The following season, Free 80s continued to air sports programming under The Goalzone strand, an hour-long chat show on Monday and Friday evenings. On 17 May 2016, the network's head of sport, Tom Ross, presented his final programme after 35 years working for BRMB, Xtra AM, Capital Gold and Free.

===Free Radio 80s===
On 24 May 2012, Orion Media announced it would relaunch its Gold West Midlands stations on AM frequencies and DAB as Free Radio 80s. Gold was replaced by test transmissions for Free Radio 80s in the final week of August, and was officially launched on 4 September 2012.

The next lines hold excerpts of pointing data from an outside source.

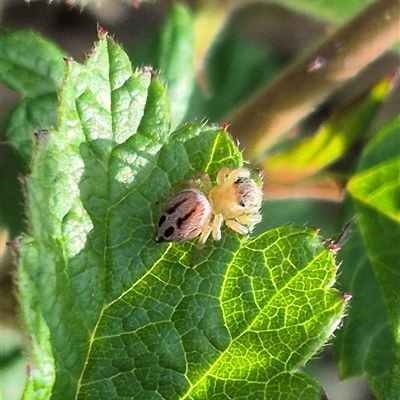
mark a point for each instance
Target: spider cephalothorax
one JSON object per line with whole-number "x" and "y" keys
{"x": 236, "y": 199}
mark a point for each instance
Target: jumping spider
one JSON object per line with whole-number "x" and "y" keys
{"x": 201, "y": 210}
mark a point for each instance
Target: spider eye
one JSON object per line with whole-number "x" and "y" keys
{"x": 169, "y": 231}
{"x": 162, "y": 220}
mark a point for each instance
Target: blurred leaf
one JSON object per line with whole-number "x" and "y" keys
{"x": 369, "y": 342}
{"x": 231, "y": 57}
{"x": 170, "y": 51}
{"x": 337, "y": 11}
{"x": 312, "y": 154}
{"x": 176, "y": 60}
{"x": 30, "y": 64}
{"x": 129, "y": 318}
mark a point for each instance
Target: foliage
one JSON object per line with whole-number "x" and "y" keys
{"x": 112, "y": 314}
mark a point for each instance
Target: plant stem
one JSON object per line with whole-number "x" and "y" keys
{"x": 272, "y": 111}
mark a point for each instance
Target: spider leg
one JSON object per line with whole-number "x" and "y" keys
{"x": 222, "y": 175}
{"x": 238, "y": 173}
{"x": 248, "y": 219}
{"x": 234, "y": 225}
{"x": 204, "y": 236}
{"x": 216, "y": 226}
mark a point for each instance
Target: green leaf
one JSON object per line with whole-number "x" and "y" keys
{"x": 176, "y": 60}
{"x": 127, "y": 317}
{"x": 337, "y": 11}
{"x": 30, "y": 64}
{"x": 373, "y": 322}
{"x": 312, "y": 154}
{"x": 232, "y": 56}
{"x": 28, "y": 116}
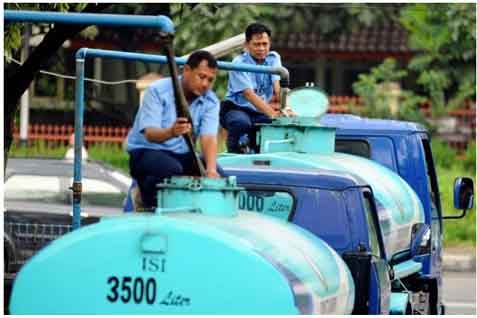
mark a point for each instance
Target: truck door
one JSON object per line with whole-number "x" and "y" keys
{"x": 379, "y": 275}
{"x": 433, "y": 203}
{"x": 379, "y": 148}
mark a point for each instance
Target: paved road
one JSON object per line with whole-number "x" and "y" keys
{"x": 459, "y": 293}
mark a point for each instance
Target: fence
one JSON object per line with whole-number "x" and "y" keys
{"x": 464, "y": 118}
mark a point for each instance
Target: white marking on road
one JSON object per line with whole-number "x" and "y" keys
{"x": 459, "y": 305}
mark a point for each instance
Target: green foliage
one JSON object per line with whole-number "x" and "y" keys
{"x": 444, "y": 37}
{"x": 460, "y": 231}
{"x": 444, "y": 156}
{"x": 449, "y": 166}
{"x": 469, "y": 159}
{"x": 112, "y": 154}
{"x": 13, "y": 31}
{"x": 377, "y": 93}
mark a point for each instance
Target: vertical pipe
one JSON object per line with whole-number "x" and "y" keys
{"x": 25, "y": 99}
{"x": 79, "y": 109}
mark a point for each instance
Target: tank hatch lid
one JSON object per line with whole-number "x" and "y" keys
{"x": 308, "y": 102}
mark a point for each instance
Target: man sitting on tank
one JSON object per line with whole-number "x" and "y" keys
{"x": 155, "y": 144}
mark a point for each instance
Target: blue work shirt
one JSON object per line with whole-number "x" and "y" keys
{"x": 158, "y": 110}
{"x": 262, "y": 84}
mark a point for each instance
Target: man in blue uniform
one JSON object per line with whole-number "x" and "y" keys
{"x": 249, "y": 95}
{"x": 155, "y": 145}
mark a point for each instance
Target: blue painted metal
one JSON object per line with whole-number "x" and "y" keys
{"x": 79, "y": 110}
{"x": 270, "y": 267}
{"x": 398, "y": 303}
{"x": 163, "y": 23}
{"x": 329, "y": 205}
{"x": 84, "y": 53}
{"x": 152, "y": 58}
{"x": 406, "y": 268}
{"x": 296, "y": 134}
{"x": 207, "y": 196}
{"x": 407, "y": 151}
{"x": 308, "y": 102}
{"x": 399, "y": 207}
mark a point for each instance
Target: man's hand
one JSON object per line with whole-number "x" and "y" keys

On 6 May 2016, the station's owners, Orion, announced they had been bought by Bauer for an undisclosed fee, reportedly between £40 and £50 million.

===Greatest Hits Radio===
On 7 January 2019, Free 80s was replaced by Absolute Classic Rock on 990, 1017 and 1152 kHz and on DAB in Birmingham, Wolverhampton and Shropshire. The AM transmitters were later closed, 990 and 1017 kHz on 30 April 2020, and 1152 kHz on 30 June 2020.

Free 80s rebranded as Greatest Hits Radio West Midlands, replacing Absolute Radio on 105.2 FM. In Coventry and Warwickshire the station broadcast on 1359 kHz (although this later closed on 30 June 2020), and continues on DAB only in Herefordshire and Worcestershire, forming part of Greatest Hits Radio network.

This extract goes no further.